Nordrhein-Westfalen hat in einem Modellversuch gute Erfolge erzielt: Dort wurden Jugendliche, die zu einem Stichtag keinen Ausbildungsplatz hatten, vom Arbeitsamt, der Landesregierung und den Handwerks-, Industrie- und Handelskammern zu einem Gesprächstermin eingeladen. Bei diesem Termin wurde versucht, das Angebot an Lehrstellen mit den Wünschen der einzelnen Jugendlichen zusammenzubringen. Wer an dem Gespräch nicht teilnahm, wurde aus der Liste der Arbeitsuchenden gestrichen und erhielt keine Unterstützungszahlungen. Für Deutschland ungewöhnlich: Aber mit der latenten Drohung, den Scheck vom Arbeitsamt nicht mehr zu bekommen, wurden viele dieser Jugendlichen überhaupt erst dazu bewegt, sich um eine konkrete Ausbildungsstelle zu bemühen.

Dasselbe Prinzip gilt für Sozialhilfeempfänger: Wer die Beschäftigungsfähigkeit von Sozialhilfeempfängern erhalten will, muss sie arbeiten lassen. Kommunen, die ihre Sozialhilfeempfänger an die Arbeit stellen, haben überdurchschnittlich hohe Abmeldungen aus der Sozialhilfe. Erstens überlegen sich viele Sozialhilfeempfänger, die aus einer Kombination von ungeprüfter Sozialhilfe und Schwarzarbeit ein erträgliches Auskommen haben, auf die kommunale Unterstützungsleistunng zu verzichten. Und zweitens ist ein Teil der Sozialhilfeempfänger im Anschluss an solche Einsätze wieder bereit, auf dem Arbeitsmarkt aktiv zu werden.

Employability-Konzepte

Unterstützt werden können solche Maßnahmen, indem der Anreiz für Arbeitslosenhilfe- und Sozialhilfeempfänger, wieder zu arbeiten, zum Beispiel durch Vorgehensweisen, wie sie die holländische Organisation Maatwerk praktiziert. Diese private Arbeitsvermittlung wird von den Kommunen bezahlt. Maatwerk analysiert die individuellen Stärken und Schwächen eines Sozialhilfeempfängers, schult und begleitet ihn bei der Arbeitssuche. Die Vermittlungsquoten dieser individuellen Beratung sind beeindruckend.

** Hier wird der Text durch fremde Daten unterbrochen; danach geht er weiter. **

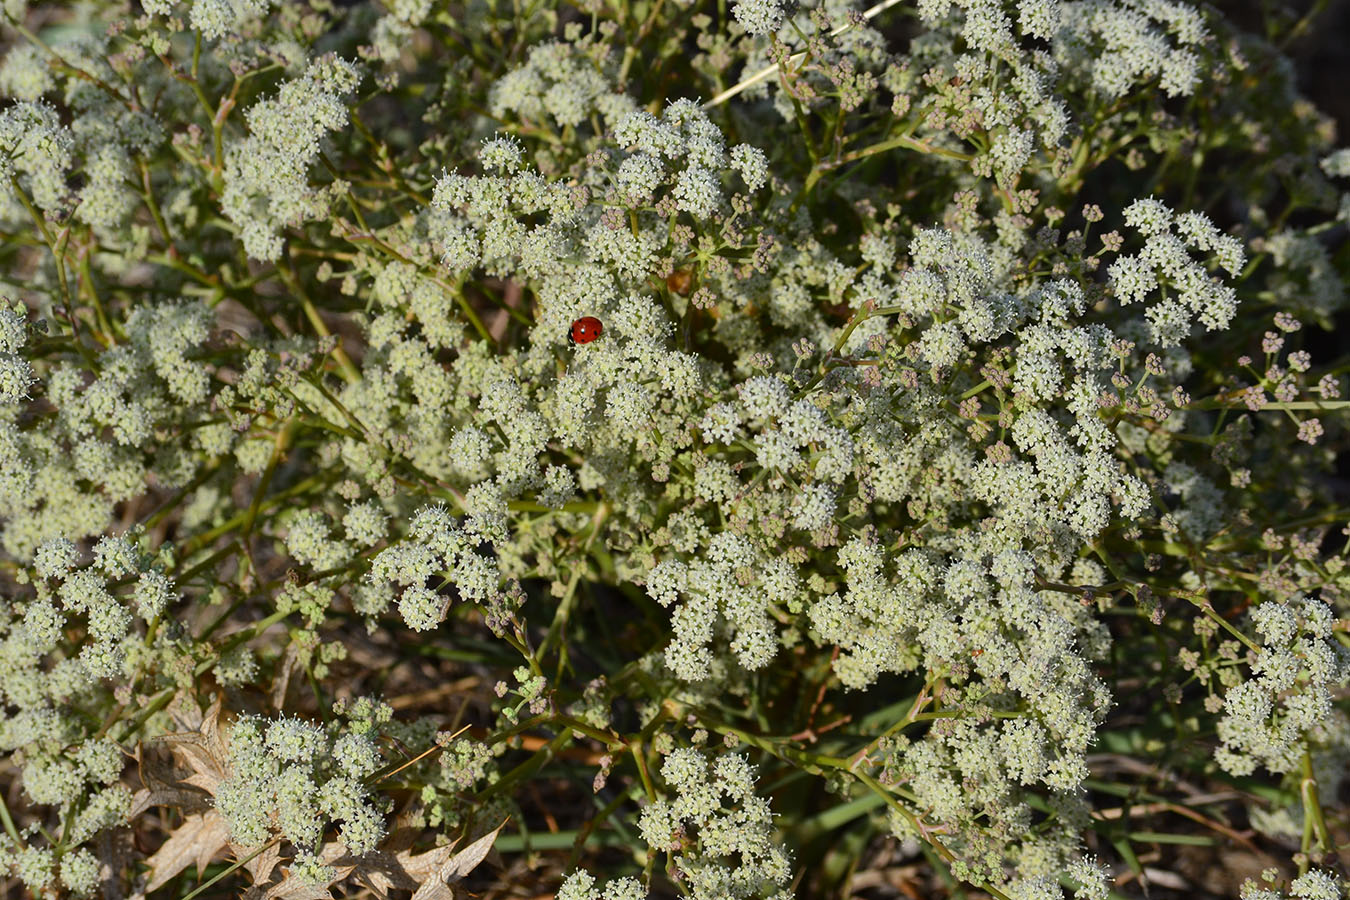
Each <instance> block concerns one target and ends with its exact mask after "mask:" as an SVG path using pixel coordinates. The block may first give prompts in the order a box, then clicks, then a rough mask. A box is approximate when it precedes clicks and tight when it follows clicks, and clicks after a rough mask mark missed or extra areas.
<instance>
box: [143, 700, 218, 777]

Alle Länder, die erfolgreiche Employability-Konzepte durchgesetzt haben, haben dies mit Maßnahmen verbunden, die einen deutlichen Zwangscharakter haben. Selbst Holland, das liberale Musterland des erfolgreichen Konsenses, hat beispielsweise seine Invalidenrentner zur erneuten medizinischen Begutachtung vorgeladen und die Mehrheit von ihnen in den Arbeitsmarkt zurückgeschickt. Alle Länder, die erfolgreiche Arbeitsmarktpolitik machen, haben sich am Ende nicht mit Massen-ABM begnügt, sondern haben sich um die Probleme des einzelnen Arbeitnehmers, einen passenden Job zu finden, gekümmert. Und: Alle Länder, deren Arbeitsmarkt heute in Ordnung ist, haben die Gewährung staatlicher Unterstützung von der nachgewiesenen Bereitschaft, eine neue Arbeit zu finden, abhängig gemacht.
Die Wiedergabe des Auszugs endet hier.